The consequences of an uncontrolled mass stampede from such a population center as Manhattan are almost incalculable. Even if the four underwater traffic tunnels and the six major bridges leading from the island were left undamaged by an attack, disorganized traffic could soon bottle many of the avenues of escape. Those who did succeed in fleeing the island would pour into adjacent areas to become a hungry, pillaging mob — disrupting disaster relief, overwhelming local police and spreading panic in a widening arc. True, New York City presents a civil defense problem of unusual dimensions, but similar hazards face every city in the land under possible attack.
The article included a huge self test to determine how “panic-proof” you are.
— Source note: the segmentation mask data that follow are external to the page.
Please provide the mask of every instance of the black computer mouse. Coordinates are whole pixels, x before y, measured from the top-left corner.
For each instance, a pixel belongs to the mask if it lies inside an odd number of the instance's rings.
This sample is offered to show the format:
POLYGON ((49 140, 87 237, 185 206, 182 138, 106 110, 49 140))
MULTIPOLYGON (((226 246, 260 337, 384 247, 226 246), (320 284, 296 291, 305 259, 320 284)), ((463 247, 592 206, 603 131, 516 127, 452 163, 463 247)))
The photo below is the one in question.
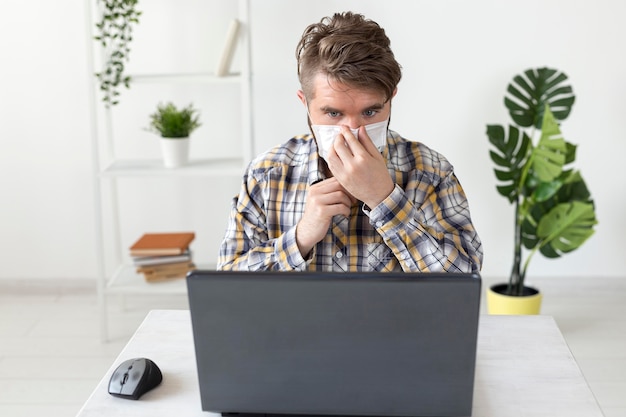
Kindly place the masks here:
POLYGON ((111 375, 109 394, 138 400, 163 380, 161 370, 147 358, 134 358, 122 362, 111 375))

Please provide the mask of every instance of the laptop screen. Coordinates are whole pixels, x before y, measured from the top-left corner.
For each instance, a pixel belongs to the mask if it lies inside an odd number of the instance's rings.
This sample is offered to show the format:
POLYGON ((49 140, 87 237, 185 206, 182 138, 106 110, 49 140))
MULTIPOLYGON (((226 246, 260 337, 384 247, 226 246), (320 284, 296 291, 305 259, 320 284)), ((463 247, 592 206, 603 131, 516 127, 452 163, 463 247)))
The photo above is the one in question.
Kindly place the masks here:
POLYGON ((202 408, 471 415, 476 274, 195 271, 202 408))

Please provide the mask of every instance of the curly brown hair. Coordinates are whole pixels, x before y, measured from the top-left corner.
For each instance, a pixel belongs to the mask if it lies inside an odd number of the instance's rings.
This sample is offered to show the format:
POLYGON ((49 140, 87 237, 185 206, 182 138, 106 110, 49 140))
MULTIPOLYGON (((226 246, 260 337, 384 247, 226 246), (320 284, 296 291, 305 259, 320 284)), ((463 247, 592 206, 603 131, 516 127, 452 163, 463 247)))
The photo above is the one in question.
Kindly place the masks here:
POLYGON ((296 48, 298 78, 305 96, 313 98, 319 73, 355 88, 393 97, 402 69, 385 30, 363 15, 344 12, 309 25, 296 48))

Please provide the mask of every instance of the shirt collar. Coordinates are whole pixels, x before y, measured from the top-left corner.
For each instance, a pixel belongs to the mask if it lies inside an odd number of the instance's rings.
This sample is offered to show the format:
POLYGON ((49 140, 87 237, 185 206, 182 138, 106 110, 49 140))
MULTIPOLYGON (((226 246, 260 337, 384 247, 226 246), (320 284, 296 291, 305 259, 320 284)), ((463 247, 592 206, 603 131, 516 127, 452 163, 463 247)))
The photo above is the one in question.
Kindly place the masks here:
POLYGON ((325 174, 326 162, 320 157, 317 150, 317 142, 310 135, 311 152, 309 153, 309 185, 313 185, 327 178, 325 174))

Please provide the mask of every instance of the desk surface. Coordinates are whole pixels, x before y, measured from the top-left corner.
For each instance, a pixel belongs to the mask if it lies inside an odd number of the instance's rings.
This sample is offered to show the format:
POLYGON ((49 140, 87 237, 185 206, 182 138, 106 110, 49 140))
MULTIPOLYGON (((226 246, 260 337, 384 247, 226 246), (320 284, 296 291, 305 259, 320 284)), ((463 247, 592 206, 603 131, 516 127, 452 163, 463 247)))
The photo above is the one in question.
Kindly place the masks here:
MULTIPOLYGON (((189 311, 151 311, 78 417, 214 416, 200 406, 189 311), (163 382, 139 401, 107 392, 113 370, 147 357, 163 382)), ((602 417, 578 364, 548 316, 481 316, 476 357, 474 417, 602 417)))

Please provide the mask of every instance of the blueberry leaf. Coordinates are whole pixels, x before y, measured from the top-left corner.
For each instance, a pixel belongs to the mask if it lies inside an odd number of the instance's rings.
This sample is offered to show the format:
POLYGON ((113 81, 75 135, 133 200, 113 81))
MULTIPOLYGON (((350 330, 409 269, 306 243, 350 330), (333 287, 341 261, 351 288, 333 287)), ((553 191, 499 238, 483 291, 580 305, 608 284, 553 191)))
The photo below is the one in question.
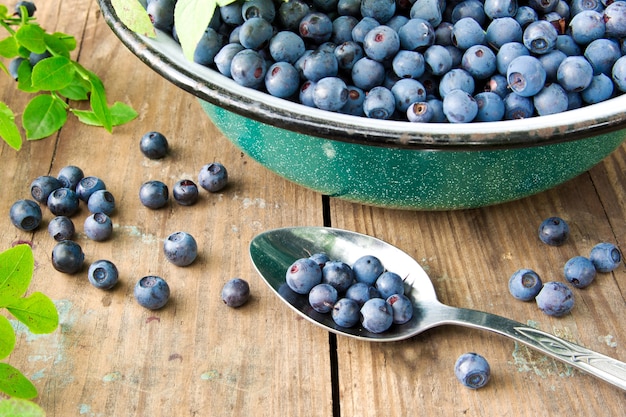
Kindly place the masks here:
POLYGON ((26 293, 34 269, 35 259, 29 245, 16 245, 0 253, 0 307, 26 293))
POLYGON ((9 36, 0 41, 0 56, 5 58, 13 58, 17 56, 17 42, 13 36, 9 36))
POLYGON ((38 25, 26 24, 15 32, 15 40, 36 54, 43 54, 46 52, 45 33, 38 25))
POLYGON ((53 55, 61 55, 69 58, 70 51, 76 49, 76 38, 65 33, 55 32, 53 34, 46 33, 44 35, 48 51, 53 55))
POLYGON ((43 408, 32 401, 21 398, 9 398, 0 401, 0 417, 45 417, 43 408))
POLYGON ((51 333, 59 325, 59 313, 54 303, 40 292, 15 299, 6 309, 34 334, 51 333))
POLYGON ((74 74, 74 80, 67 87, 61 88, 57 92, 70 100, 83 101, 89 98, 90 91, 91 84, 74 74))
POLYGON ((91 95, 89 96, 91 109, 100 121, 100 125, 110 132, 111 129, 113 129, 113 120, 111 118, 109 105, 107 104, 104 85, 95 74, 89 78, 89 81, 91 82, 91 95))
MULTIPOLYGON (((37 388, 18 369, 8 363, 0 363, 0 391, 11 397, 31 399, 37 396, 37 388)), ((22 414, 15 414, 21 416, 22 414)))
POLYGON ((35 96, 24 109, 22 125, 29 140, 43 139, 58 131, 67 121, 65 103, 52 95, 35 96))
POLYGON ((183 53, 190 61, 196 45, 209 26, 217 7, 216 0, 178 0, 174 8, 176 34, 183 53))
POLYGON ((53 56, 33 67, 31 82, 39 90, 60 90, 72 83, 74 72, 75 67, 69 58, 53 56))
POLYGON ((15 331, 11 322, 0 316, 0 359, 4 359, 13 352, 15 347, 15 331))
POLYGON ((9 106, 2 102, 0 102, 0 137, 16 151, 22 147, 22 135, 15 124, 15 115, 9 106))
POLYGON ((133 32, 151 38, 156 37, 150 17, 137 0, 111 0, 120 20, 133 32))
POLYGON ((24 59, 20 66, 17 68, 17 88, 26 93, 36 93, 39 91, 33 87, 31 77, 33 75, 33 67, 28 62, 28 59, 24 59))
MULTIPOLYGON (((115 102, 109 110, 111 112, 111 123, 113 126, 123 125, 138 116, 135 109, 120 102, 115 102)), ((78 120, 86 125, 102 126, 100 119, 98 119, 93 111, 77 109, 71 109, 70 111, 78 117, 78 120)))

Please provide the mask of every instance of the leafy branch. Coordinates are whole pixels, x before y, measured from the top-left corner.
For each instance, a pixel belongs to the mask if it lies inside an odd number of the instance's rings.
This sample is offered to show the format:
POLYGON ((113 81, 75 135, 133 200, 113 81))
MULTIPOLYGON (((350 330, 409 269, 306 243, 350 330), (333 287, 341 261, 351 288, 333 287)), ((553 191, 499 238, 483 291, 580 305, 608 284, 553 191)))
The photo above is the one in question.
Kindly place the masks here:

On a scale of “I’m not bothered” to “I blow up” the test asked things like how you feel when you’re alone and your doorbell and telephone ring simultaneously or how you feel when you see a picture of bodies after a fatal accident.
This test reads like it was designed by an insane guidance counselor. Question four says to “set an alarm clock ringing continuously on a table near you. Then count the crosses in the circle (right) without using a pencil to assist you.”
The piece also included a handy guide called “Panic Stoppers: How to keep from being a victim of panic.” Citizens are encouraged to buy a battery-powered AM radio, keep a three-day emergency supply of food and water, and even build a home bomb shelter. It’s quite interesting that one of the first tips is encouraging people to insulate themselves against panic by learning about “the enemy’s weapons – A-bombs, germ and gas warfare, sabotage and rumor war.”